Film Review: Eternal Spring

Following the Second World War, the People’s Republic of China was founded in 1949. Under the iron fist of Chairman Mao, the Chinese Communist Party (CCP) maintained a tight control over its population which, despite directional change, remains to this day. They have ensured that no ideology has been allowed to challenge their prevailing ideals. In the 1990s, the rise of Falun Gong posed an existential threat.

Falun Gong is a religious practice based on meditation, controlled breathing and energy exercises. Combined with a moral philosophy which takes many of its elements from Buddhism. Its rapid rise in popularity and demands for freedom from government interference led to persecution and it eventually being outlawed. In 2002, a small group of followers fought back. Their daring actions, and the repercussions, are charted in Eternal Spring.
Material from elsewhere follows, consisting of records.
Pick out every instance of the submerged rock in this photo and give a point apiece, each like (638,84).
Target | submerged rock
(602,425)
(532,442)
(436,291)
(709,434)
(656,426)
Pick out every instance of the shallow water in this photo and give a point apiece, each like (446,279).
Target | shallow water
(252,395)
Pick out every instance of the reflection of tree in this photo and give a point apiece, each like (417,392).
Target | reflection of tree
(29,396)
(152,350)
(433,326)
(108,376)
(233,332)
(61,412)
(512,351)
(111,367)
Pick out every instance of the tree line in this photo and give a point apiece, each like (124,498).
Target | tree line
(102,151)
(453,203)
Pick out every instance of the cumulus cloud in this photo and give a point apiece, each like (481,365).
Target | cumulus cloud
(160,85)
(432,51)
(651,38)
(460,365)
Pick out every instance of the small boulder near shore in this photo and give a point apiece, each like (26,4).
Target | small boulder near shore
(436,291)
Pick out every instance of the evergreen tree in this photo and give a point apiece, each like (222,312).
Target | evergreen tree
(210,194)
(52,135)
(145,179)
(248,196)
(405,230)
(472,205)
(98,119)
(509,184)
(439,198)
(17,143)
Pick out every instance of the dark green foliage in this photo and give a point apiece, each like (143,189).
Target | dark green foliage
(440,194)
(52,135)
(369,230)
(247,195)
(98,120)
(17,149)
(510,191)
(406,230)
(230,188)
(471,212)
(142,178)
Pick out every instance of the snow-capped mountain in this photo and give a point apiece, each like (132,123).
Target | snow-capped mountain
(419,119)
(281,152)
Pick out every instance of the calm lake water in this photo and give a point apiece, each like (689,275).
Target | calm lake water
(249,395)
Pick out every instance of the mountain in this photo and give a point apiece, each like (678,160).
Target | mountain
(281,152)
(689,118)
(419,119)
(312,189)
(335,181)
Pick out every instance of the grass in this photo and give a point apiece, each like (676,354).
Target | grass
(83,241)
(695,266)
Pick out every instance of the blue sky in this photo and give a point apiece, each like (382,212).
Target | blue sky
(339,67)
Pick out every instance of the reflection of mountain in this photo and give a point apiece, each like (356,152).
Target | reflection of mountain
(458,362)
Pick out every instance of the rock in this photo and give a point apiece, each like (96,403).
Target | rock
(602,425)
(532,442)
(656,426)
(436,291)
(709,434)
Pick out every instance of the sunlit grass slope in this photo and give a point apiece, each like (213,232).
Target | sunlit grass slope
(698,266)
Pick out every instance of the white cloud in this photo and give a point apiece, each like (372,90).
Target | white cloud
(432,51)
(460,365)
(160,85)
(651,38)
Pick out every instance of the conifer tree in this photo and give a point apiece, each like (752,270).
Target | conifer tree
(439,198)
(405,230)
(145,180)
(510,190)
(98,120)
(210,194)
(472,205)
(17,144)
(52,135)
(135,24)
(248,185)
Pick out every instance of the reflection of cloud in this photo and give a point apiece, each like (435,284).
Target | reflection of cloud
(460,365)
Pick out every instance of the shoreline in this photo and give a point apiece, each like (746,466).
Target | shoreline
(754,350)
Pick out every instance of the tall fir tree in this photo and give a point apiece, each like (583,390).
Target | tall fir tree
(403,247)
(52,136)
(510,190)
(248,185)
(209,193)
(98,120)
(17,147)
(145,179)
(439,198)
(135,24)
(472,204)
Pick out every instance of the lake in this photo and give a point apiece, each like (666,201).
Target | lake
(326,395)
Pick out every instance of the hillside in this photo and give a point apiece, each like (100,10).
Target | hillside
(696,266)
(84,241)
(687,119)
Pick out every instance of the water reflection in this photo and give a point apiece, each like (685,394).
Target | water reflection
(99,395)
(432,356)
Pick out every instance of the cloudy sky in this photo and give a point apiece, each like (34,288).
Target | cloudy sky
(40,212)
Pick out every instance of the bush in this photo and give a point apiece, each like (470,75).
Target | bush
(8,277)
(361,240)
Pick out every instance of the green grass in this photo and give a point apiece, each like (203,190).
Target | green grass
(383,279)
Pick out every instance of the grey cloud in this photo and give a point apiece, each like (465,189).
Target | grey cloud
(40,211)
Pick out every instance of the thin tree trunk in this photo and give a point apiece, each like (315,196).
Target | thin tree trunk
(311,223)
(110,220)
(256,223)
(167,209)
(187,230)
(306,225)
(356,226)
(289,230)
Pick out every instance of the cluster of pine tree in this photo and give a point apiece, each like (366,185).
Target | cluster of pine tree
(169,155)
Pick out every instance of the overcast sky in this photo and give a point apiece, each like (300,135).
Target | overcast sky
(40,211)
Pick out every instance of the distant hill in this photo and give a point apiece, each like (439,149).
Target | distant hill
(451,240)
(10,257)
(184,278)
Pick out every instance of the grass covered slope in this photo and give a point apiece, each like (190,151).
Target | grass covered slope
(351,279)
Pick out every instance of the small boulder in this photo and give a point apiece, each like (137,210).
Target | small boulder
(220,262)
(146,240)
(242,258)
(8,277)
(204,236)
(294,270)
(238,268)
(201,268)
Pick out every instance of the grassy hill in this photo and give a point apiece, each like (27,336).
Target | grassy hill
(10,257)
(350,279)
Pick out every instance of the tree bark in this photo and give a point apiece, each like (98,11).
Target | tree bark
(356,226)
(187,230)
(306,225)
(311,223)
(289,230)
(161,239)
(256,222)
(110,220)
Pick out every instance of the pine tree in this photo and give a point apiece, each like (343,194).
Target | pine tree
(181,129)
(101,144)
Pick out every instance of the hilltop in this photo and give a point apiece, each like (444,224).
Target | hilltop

Using beautiful 3D comic book style animation, along with contemporary interviews, Eternal Spring is a powerful critique of state oppression. Jason Loftus’ documentary focuses on illustrator Daxiong, whose work he brings to life, a practitioner forced to flee China himself. He blamed the perpetrators for the violent repercussions, but has subsequently reassessed his opinion. Playing somewhere between political thriller and human rights documentary, Eternal Spring is an unmissable film.

Eternal Spring will screen at Dances With Films on 15 June.